Streaming Services Analysis

Python
Dataviz
Published

March 10, 2025

You can slide the charts around to focus on different aspects of it or see different parts.

Streaming Services Analysis

Analysis Overview:

This analysis will dive into data from four leading streaming platforms—Netflix, Hulu, Amazon Prime, and Disney+—to explore trends, viewership patterns, and key performance metrics.
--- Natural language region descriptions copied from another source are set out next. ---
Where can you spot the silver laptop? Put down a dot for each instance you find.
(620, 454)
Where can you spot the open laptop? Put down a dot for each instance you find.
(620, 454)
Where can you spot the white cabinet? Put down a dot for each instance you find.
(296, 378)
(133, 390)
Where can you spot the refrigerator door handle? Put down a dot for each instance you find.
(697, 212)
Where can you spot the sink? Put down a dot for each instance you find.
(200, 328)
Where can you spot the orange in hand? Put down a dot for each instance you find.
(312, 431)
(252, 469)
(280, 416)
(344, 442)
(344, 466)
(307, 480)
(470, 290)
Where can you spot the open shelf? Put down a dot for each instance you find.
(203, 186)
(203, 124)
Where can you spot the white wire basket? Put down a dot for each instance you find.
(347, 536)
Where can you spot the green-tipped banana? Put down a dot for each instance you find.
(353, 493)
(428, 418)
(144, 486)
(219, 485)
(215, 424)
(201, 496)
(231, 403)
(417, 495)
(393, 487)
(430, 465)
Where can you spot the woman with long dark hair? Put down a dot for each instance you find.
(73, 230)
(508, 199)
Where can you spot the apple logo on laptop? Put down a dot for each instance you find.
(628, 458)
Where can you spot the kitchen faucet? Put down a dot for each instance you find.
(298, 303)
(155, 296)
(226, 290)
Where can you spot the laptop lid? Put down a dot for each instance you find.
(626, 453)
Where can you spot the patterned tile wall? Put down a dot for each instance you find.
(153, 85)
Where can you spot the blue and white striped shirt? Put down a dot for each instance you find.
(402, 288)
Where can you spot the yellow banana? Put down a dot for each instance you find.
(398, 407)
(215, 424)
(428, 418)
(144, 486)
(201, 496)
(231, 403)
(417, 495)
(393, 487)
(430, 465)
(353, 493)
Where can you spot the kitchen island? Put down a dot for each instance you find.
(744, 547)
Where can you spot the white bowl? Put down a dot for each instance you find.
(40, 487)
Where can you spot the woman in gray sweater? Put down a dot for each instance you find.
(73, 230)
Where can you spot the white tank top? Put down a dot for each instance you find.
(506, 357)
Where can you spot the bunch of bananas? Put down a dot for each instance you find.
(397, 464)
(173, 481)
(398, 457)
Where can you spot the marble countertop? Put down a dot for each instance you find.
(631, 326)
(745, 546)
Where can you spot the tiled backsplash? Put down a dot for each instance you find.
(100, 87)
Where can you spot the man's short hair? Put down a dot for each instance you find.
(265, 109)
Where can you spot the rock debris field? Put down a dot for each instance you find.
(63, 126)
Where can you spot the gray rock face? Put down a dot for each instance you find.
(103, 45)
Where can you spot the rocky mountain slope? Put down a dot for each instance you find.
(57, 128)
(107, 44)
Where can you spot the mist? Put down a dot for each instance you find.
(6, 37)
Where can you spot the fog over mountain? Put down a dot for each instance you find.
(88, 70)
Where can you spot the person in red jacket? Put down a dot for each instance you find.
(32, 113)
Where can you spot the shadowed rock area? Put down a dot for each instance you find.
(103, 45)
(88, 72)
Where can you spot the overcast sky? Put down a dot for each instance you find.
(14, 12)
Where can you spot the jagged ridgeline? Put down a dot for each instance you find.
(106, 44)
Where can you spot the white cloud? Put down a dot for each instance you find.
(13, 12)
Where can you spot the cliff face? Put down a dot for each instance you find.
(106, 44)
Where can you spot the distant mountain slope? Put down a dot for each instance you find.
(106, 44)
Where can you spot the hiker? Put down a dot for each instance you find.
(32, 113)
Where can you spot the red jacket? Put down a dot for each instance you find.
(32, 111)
By examining each service’s unique offerings and subscriber behaviors, we aim to uncover insights that highlight their market positions and user preferences in the ever-evolving digital entertainment landscape.
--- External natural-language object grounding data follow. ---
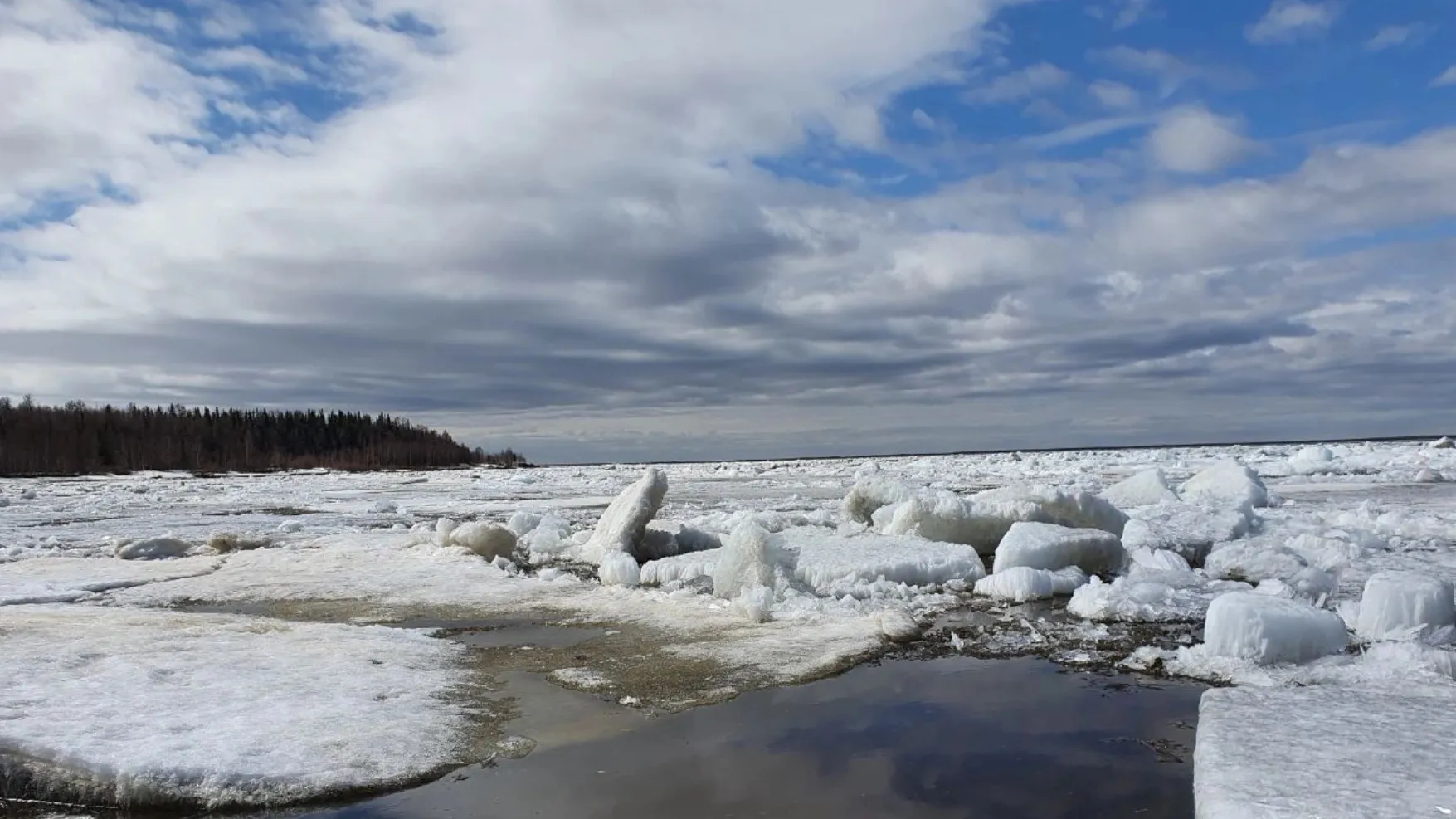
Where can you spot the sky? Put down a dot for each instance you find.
(680, 229)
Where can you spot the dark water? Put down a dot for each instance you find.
(962, 738)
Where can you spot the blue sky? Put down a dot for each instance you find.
(740, 229)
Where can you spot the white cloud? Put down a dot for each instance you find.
(1114, 95)
(1194, 140)
(1292, 19)
(1394, 37)
(1020, 85)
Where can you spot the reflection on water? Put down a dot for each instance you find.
(941, 738)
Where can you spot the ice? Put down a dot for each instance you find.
(153, 548)
(1404, 603)
(69, 579)
(1151, 597)
(1051, 547)
(1145, 489)
(1188, 529)
(1228, 481)
(1021, 585)
(624, 525)
(983, 519)
(1324, 753)
(485, 539)
(688, 566)
(619, 568)
(1271, 630)
(835, 563)
(154, 707)
(747, 560)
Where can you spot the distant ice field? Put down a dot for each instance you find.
(166, 618)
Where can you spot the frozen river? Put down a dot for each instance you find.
(213, 641)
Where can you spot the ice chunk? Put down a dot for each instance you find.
(750, 558)
(523, 524)
(158, 707)
(624, 525)
(1151, 597)
(1404, 603)
(153, 548)
(619, 568)
(1159, 560)
(1051, 547)
(1271, 630)
(1254, 562)
(873, 491)
(1021, 585)
(1188, 529)
(1228, 481)
(225, 543)
(983, 519)
(1143, 489)
(836, 563)
(688, 566)
(1322, 751)
(485, 539)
Distribution of Movie/Show Durations by Streaming Service

import pandas as pd
import polars as pl
import seaborn as sns
import matplotlib.pyplot as plt

# --- Load Data ---
disney = pl.read_csv("/Users/scotttow123/Documents/Streaming_Services/Data/disney_plus_titles.csv")
hulu = pl.read_csv("/Users/scotttow123/Documents/Streaming_Services/Data/hulu_titles.csv")
netflix = pl.read_csv("/Users/scotttow123/Documents/Streaming_Services/Data/netflix_titles.csv")
prime = pd.read_csv("/Users/scotttow123/Documents/Streaming_Services/Data/amazon_prime_titles.csv")
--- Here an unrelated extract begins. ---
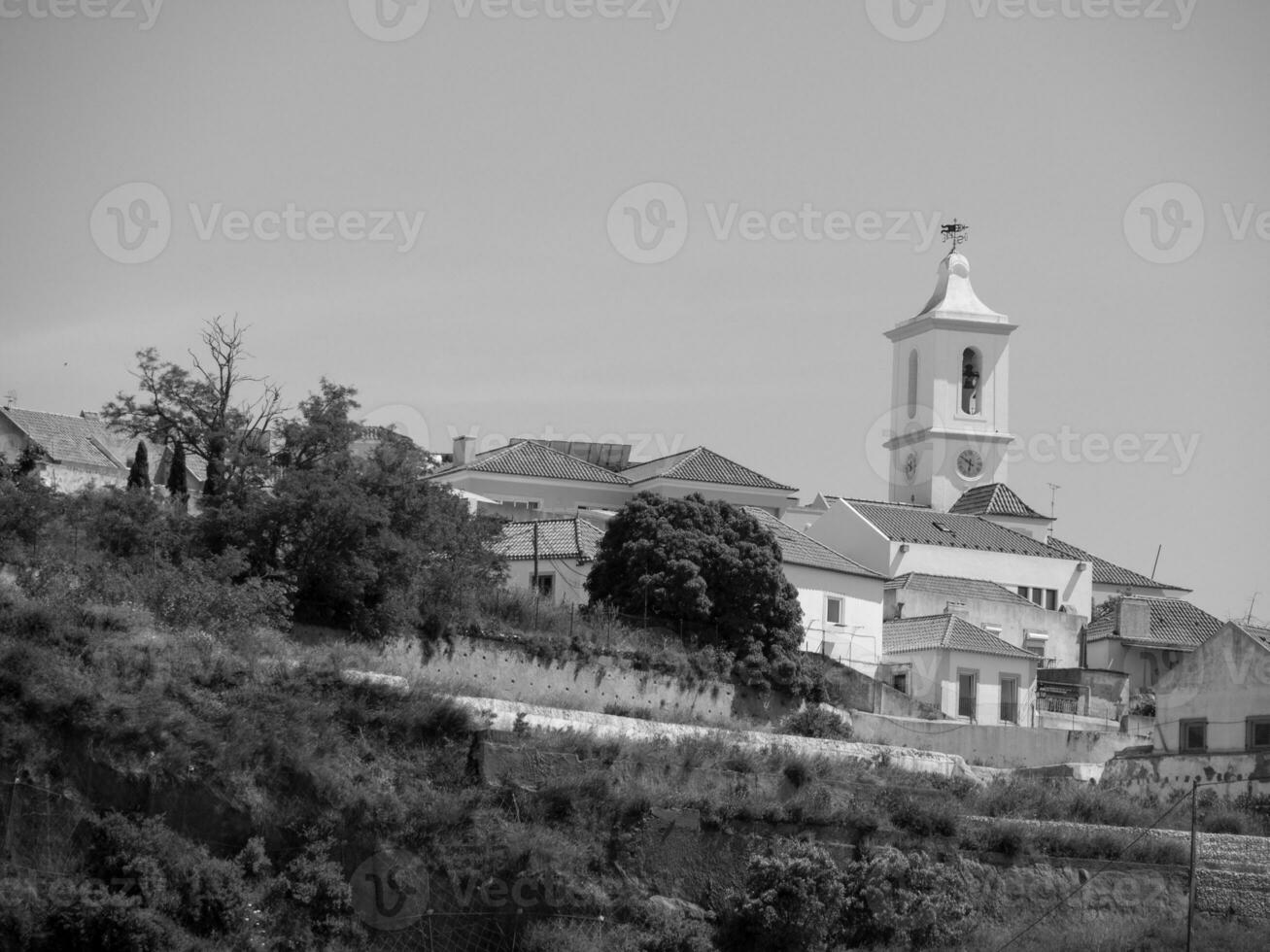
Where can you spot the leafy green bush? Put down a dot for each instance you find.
(794, 901)
(814, 721)
(922, 818)
(905, 901)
disney = disney.with_columns(pl.lit("Disney+").alias("platform"))
hulu = hulu.with_columns(pl.lit("Hulu").alias("platform"))
netflix = netflix.with_columns(pl.lit("Netflix").alias("platform"))

disney = disney.to_pandas()
hulu = hulu.to_pandas()
netflix = netflix.to_pandas()

prime["platform"] = "Amazon Prime"

data = pd.concat([disney, hulu, netflix, prime], ignore_index=True)

def convert_duration(duration):
    if pd.isna(duration):
        return None
    duration = str(duration).lower()
    if "min" in duration:
        return int(duration.replace(" min", ""))
    elif "h" in duration:
        parts = duration.split(" ")
        hours = int(parts[0].replace("h", "")) * 60
        minutes = int(parts[1].replace("min", "")) if len(parts) > 1 else 0
        return hours + minutes
    return None

data["duration_minutes"] = data["duration"].apply(convert_duration)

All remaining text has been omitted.